In 2010, the issue of water management and water balancing became a much more visible part of corporate sustainability strategies — a storyline that will unfold in more detail over the next 24 months. In 2011, the noise level surrounding sustainable food sourcing and land management is becoming a much louder refrain. The latest specific case in point is a declaration this week from McDonald’s Corp. that, over the long term, it will commit to suppliers for its agricultural raw materials that originate from sustainably managed land.
Here’s the declaration from Francesca DeBiase, vice president for strategic sourcing:
“We know that our customers care about where their food comes from. McDonald’s and our suppliers have taken many positive steps in the past 20 years to improve the sustainability of our supply chain, and now we’re reaching even higher with our vision for sourcing all of our food and packaging from certified sustainable sources.”

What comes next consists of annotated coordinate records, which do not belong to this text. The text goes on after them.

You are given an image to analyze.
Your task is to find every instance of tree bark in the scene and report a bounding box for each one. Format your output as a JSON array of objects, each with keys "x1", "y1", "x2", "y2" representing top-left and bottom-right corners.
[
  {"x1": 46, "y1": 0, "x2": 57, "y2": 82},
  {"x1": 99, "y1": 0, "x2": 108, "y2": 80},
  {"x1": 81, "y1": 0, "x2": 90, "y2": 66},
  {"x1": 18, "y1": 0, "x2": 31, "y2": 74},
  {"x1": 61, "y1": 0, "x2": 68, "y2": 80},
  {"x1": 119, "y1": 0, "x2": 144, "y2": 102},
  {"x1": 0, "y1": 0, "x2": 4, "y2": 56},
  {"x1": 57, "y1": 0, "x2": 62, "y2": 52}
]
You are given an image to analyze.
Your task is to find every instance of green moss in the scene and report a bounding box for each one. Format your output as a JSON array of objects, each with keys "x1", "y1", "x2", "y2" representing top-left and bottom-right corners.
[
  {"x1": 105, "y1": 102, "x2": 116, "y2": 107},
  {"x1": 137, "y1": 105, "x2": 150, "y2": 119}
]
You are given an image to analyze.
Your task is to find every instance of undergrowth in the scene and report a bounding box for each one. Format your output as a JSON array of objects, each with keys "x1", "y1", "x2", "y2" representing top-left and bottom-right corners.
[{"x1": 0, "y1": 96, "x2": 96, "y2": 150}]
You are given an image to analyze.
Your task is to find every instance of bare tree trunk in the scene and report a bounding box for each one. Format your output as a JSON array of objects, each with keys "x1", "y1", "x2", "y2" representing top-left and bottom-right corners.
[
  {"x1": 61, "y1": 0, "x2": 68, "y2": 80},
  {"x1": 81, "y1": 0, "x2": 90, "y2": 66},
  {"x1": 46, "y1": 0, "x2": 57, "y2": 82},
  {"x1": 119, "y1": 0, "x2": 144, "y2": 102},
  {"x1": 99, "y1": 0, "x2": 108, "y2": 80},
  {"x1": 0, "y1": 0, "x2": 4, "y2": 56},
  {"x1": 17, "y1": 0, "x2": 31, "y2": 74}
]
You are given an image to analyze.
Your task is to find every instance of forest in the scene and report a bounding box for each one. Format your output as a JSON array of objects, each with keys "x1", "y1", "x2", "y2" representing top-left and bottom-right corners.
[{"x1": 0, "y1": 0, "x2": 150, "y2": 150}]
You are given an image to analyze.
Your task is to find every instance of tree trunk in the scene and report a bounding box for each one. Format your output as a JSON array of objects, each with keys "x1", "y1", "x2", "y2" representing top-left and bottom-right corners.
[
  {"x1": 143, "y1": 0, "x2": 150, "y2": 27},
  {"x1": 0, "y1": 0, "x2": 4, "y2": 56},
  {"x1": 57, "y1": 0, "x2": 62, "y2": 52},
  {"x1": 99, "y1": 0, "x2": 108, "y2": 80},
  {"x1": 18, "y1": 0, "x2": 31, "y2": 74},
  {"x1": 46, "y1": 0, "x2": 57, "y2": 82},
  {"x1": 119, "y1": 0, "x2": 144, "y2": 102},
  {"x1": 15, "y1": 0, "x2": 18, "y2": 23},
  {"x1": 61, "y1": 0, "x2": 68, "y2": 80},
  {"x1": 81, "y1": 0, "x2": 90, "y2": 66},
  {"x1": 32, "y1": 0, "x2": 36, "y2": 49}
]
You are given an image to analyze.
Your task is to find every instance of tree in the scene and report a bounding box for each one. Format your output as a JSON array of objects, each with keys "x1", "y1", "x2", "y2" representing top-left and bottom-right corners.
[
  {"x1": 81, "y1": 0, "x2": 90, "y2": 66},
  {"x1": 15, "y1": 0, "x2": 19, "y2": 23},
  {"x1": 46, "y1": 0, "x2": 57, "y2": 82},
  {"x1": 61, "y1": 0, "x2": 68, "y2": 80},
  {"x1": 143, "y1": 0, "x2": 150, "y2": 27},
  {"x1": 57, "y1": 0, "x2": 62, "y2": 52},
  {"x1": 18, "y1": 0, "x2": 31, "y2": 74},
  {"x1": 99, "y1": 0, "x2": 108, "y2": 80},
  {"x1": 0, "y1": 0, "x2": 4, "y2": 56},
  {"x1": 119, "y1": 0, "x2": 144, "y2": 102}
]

I understand that many of you may be skeptical about this statement and about how long to play out. Regardless, stop to think about what it means. There were 32,737 McDonald’s restaurants globally at the end of 2010 (apparently, second only to Subway’s restaurants). Therefore, the impact of any sustainable business practice adopted by the fast-food giant is likely to be felt worldwide.
- The restaurant management company will work with the Global Roundtable for Sustainable Beef to address business practices surrounding beef production.
- It is backing a three-year-long study to track and analyze the carbon emissions impact of 350 beef farms in the United Kingdom and Ireland.
- It is joining the Roundtable on Sustainable Palm Oil and has embraced plans to source only palm oil certified by the RSPO by 2015. (Kellogg’s also took a leadership position on this issue about a week ago.)
- It is becoming part of the Sustainability Consortium, which is an organization helping building base practices related to sustainability processes and life-sciences
I spent some time poking around the McDonald’s 2010 sustainability report as I was researching this post and I fled compelled to share this link, where you can read about some of the best practices in energy management and water consumption that have already found their way into McDonald’s operations. One example: new fryers that use less energy (about 4 percent on average), less oil (40 percent reduction) and use fuels that require less package (the packages for oil used with the fryers cause less waste).
There are a lot of things that make it tough for me to think about fast food restaurants as sustainable operations, but McDonald’s is definitely trying to rewrite the rules and given its worldwide influence it would be wrong not to hope for more progress.